Kaum muslimin (baca: para sahabat) telah berijma’ bahwa khalifah pertama pengganti Rasulullah shallalalhu ‘alaihi wa sallam adalah Abu Bakr Ash-Shiddiq. Namun ada sekelompok orang yang mengaku sebagai muslimin, tidak menerima keadaan ini. Orang-orang yang mengaku sebagai pecinta Ahlul Bait ini mengklaim bahwa Ali bin Abi Thalib lebih berhak menjadi khalifah dibanding Abu Bakr Ash-Shiddiq. Mereka adalah orang-orang Syi’ah. Uraian berikut mencoba membongkar berbagai kebohongan yang menjadi pijakan sikap mereka.
Ahlul Bait Mengakui Keabsahan Khilafah Abu Bakr ash-Shiddiq
Syubhat terbesar kaum Syi’ahadalah meragukan keabsahankhilafah Abu Bakr ash-Shiddiq radhiallahu ‘anhu. Mereka menganggap dibai’atnyaAbu Bakr radhiallahu ‘anhu adalah tidak sah. Sebab,Ali dan keluarganya atau Ahlul Bait tidak diajak musyawarah, padahal Ali lebih berhak menjadi khalifah daripada Abu Bakr atau Umar radhiallahu ‘anhum.
Demikianlah syubhat Syi’ah yang mereka embuskan di mana-mana. Kalimat yang sama dari tokoh Syi’ah yang berbeda-beda. Bagaikan satu kaset yang diputar berulang-ulang.
Pemahaman sesat orang-orang Persia ini selalu mengatasnamakan Ahlul Bait dan menganggap pemahamannya sebagai “mazhab Ahlul Bait”. Karena itu, yang paling mudah terbawa oleh pemahaman Syi’ah ini adalah orang-orang yang mengaku sebagai turunan Ali radhiallahu ‘anhu atau Alawiyin, kecuali yang Allah subhanahu wa ta’ala rahmati.

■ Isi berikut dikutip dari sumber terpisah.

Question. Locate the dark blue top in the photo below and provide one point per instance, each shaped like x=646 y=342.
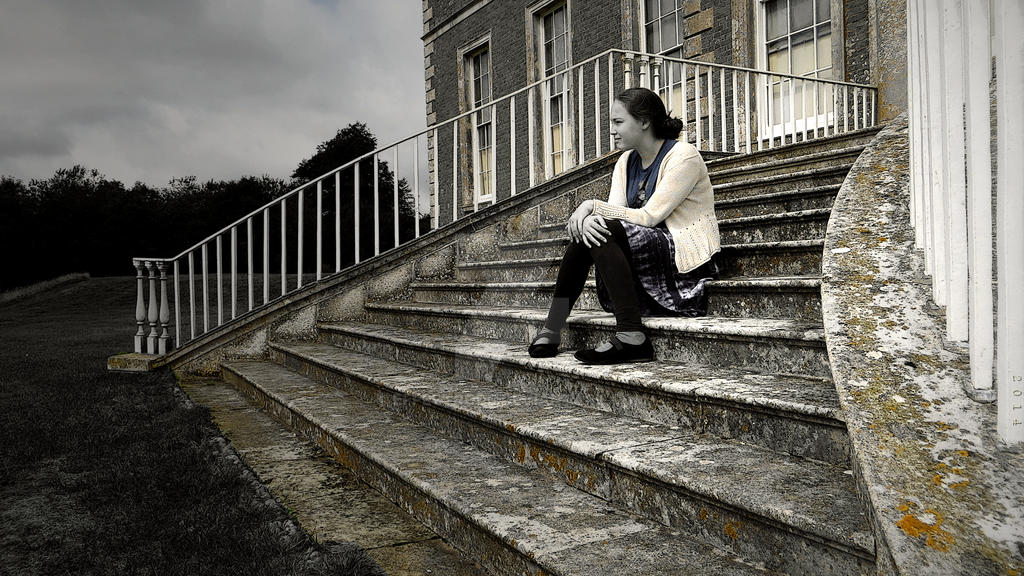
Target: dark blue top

Ketika disampaikan kepada mereka bahwa Ahlul Bait terzalimi, bangkitlah emosi kekeluargaannya. Padahal apa yang disampaikan oleh kaum Syi’ah—yang merupakan jelmaan kaum Majusi Persia—adalah kedustaan yang nyata dan tidak memiliki bukti yang otentik.
Biasanya mereka mengambil riwayat-riwayat tersebut dari kitab yang paling terkenal di kalangan mereka, Nahjul Balaghah. Kitab itu berisi berbagai ucapan, khutbah dan sya’ir yang semuanya diatasnamakan Ali bin Abi Thalib radhiallahu ‘anhu.
Penulis buku tesebut mengesankan bahwa seakan-akan Ali radhiallahu ‘anhu tidak terima dengan keputusan para sahabat memilih Abu Bakr sebagai khalifah. Bahkan, dinukil bahwa Ali mencaci dan mencerca Abu Bakr, Umar, serta yang lain. Akan tetapi, sayang penulis buku tersebut tidak membawakan ucapan-ucapan Ali radhiallahu ‘anhu dengan sanadnya (rantai para rawi). Walhasil, apa yang tertera tidak dapat diperiksa keotentikannya secara ilmiah dengan standar ilmu hadits.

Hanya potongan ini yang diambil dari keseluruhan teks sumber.